A recent Sybase-SAP survey of 500 workers found that one third of employees have put company data at risk by sending work-related emails or documents to their personal email accounts and accessing the company intranet from remote locations. One in four has conducted work-related email exchanges on a personal mobile device. Even in the presence of policy, tools like this will be misused, unintentionally introducing significant risk to the company from interception, breach and disregard for regulatory compliance in the name of convenience and expediance. I have no doubt that the employees’ intentions were good, but their choices were misguided.
The German-based tech giant SAP is currently beta testing a product that will allow it to send PGP-encrypted confidential email to its 7,000 iPad using employees. Those employees will be able to decrypt the email messages using a Symantec viewer iPad app. There remains a problem to be sorted out yet, however. Employees won’t be able to send encrypted email from their iPads, at least not yet. Apple’s current iPad email encryption capability literally goes only halfway to meeting this communication need. It can handle email encryption to iPads but not from them. Apple says full email encryption will be coming in iOS 5. In the meantime, users are stuck with half of a solution.
Apple has been notorious for its slow reaction to security issues, mainly because of market penetration of the PC and Microsoft’s dominance. Times, they are a-changing, and Apple had better get to adopting a stronger, more agile stance in this regard fast. Microsoft has learned some hard lessons, and Apple would do well to learn from their competitors’ mistakes and successes. The iPad and other mobile platforms are becoming standard fare for businesses and enterprises worldwide. This is a success story that could shake the IT industry as we know it. iPad is no longer just a consumer device. iPads are pouring into the enterprise. After only 18 months on the market, iPads are now being deployed or tested at 86% of Fortune 500 companies, according to Apple’s most recent quarterly report. Malicious attackers have historically targeted Microsoft Windows machines because they are prolific and contain valuable and profitable data. With iPads taking the place of laptops and iPhones supporting a similar function in medical, legal and even the financial industries, much of the attention of attackers will soon be diverted elsewhere.
Malware purveyors are plying their trade with increasing frequency.

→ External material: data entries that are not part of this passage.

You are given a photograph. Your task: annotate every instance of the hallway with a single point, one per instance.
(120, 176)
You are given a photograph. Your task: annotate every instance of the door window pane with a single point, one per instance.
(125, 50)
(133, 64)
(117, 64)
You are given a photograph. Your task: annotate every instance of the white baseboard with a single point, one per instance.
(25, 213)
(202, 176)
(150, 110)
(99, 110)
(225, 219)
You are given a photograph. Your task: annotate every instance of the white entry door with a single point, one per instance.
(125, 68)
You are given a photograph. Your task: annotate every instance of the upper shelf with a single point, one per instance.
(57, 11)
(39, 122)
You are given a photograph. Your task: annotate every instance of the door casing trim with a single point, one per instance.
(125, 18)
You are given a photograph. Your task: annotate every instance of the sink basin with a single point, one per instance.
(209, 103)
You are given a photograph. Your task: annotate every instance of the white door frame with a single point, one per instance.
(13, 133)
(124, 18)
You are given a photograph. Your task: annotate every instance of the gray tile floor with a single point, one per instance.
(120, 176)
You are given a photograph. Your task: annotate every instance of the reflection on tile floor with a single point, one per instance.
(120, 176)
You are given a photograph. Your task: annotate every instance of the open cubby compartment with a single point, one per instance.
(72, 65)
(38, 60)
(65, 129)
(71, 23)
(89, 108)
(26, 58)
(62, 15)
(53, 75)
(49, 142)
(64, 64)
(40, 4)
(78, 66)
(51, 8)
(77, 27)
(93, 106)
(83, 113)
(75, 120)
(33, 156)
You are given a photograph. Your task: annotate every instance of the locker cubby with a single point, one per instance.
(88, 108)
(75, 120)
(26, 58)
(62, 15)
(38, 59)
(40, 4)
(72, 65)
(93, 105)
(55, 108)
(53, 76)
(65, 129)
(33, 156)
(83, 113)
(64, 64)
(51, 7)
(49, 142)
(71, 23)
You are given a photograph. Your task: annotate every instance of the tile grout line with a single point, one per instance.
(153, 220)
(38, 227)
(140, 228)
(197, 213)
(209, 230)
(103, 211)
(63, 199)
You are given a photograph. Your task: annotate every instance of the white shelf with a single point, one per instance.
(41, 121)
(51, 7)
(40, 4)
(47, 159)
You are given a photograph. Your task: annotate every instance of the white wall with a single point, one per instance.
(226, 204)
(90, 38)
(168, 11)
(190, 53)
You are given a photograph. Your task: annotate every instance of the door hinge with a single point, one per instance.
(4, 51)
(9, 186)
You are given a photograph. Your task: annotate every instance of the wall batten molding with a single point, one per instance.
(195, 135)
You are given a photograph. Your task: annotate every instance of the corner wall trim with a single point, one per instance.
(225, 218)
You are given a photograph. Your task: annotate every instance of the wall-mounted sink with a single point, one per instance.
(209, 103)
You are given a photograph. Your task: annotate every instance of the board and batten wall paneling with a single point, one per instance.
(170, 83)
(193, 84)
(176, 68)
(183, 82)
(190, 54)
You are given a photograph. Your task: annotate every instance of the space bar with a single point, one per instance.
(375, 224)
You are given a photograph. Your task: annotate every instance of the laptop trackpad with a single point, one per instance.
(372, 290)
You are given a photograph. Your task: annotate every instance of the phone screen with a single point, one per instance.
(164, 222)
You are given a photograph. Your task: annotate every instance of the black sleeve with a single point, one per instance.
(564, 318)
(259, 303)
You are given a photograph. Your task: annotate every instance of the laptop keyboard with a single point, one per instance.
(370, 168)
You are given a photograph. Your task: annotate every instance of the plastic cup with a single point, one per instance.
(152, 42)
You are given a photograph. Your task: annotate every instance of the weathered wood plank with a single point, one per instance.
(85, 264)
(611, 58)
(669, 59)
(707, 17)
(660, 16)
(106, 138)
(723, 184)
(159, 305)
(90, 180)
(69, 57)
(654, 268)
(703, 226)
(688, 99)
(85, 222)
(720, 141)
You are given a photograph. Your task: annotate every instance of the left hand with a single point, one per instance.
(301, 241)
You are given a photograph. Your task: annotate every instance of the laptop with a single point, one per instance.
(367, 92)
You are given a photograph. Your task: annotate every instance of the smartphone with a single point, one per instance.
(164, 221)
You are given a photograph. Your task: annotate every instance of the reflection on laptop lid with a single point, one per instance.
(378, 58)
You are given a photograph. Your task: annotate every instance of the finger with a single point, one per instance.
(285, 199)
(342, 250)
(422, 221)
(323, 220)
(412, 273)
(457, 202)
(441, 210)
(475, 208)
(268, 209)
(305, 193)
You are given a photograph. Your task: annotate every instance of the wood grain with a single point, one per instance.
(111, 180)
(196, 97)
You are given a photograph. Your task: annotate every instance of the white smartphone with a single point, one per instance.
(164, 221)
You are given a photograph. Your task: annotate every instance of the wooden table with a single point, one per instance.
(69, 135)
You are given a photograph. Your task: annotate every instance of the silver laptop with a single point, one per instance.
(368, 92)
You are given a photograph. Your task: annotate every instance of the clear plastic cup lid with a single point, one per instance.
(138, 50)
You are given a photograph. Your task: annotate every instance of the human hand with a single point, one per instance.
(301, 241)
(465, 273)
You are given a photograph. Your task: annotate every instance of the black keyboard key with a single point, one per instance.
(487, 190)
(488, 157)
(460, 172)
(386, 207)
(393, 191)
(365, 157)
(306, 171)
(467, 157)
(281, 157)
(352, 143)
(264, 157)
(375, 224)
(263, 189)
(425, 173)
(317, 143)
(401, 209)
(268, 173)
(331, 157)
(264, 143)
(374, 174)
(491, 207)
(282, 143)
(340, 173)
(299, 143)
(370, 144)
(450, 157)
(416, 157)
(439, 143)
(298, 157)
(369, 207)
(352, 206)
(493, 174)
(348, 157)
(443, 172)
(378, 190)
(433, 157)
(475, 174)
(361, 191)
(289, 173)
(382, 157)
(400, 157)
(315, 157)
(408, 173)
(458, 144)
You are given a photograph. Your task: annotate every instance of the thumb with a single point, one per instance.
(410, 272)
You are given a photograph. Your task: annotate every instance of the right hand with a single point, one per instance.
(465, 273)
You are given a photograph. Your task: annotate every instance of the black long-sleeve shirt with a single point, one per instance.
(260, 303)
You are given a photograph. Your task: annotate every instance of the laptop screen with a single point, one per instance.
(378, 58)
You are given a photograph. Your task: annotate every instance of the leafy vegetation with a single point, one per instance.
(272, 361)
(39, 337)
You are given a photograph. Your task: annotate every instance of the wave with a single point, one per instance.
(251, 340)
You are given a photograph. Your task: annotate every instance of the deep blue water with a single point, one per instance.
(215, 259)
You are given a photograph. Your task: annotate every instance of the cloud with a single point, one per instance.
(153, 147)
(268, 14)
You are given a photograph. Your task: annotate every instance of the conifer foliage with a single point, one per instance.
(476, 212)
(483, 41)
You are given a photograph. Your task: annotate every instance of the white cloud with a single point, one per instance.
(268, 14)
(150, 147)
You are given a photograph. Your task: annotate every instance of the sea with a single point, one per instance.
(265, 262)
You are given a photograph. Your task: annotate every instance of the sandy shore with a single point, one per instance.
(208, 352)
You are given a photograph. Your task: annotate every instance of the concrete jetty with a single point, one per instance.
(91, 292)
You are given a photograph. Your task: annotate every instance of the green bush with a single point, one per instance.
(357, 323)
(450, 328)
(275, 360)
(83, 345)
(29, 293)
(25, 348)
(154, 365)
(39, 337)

The rate of malware attacks more than doubled in the second quarter this year to 287,298 unique instances in June, according to Cisco’s quarterly threat report released this week. A company faces an average 335 encounters every single month! Researchers are discovering and announcing serious vulnerabilities in Apple’s IOS, demonstrating that Apple hasn’t fallen as far from the other tech platform tree as their fan-boys would have you believe. It’s all just software, and anybody’s software can continue weaknesses.
Apple has been showing some signs of recognition of the enterprise security message, and missed the mark on others. They did release iOS 4.3.4 in July to patch a PDF vulnerability. Just a week and a half later, Apple released iOS 4.3.5 that fixed a certificate validation vulnerability. Apple has also recently released a kind of virus scanner for the devices, and got a taste of how quickly malware authors can turn the tables. A new physical cover for the iPad 2 offers the capability to lock the device upon closure, however it also UNLOCKS the device automatically when opened. This could have provided additional security functionality that may have reduced the requirement to lock down the timeout value associated with idle time if it was given sufficient forethought. Instead, it offers convenience features at the expense of security. I sincerely hope that Apple and 3rd party vendors will focus on this emergent platform and provide good, robust and reliable security tools to keep the data that these devices access and share, secure from theft and unauthorized interception.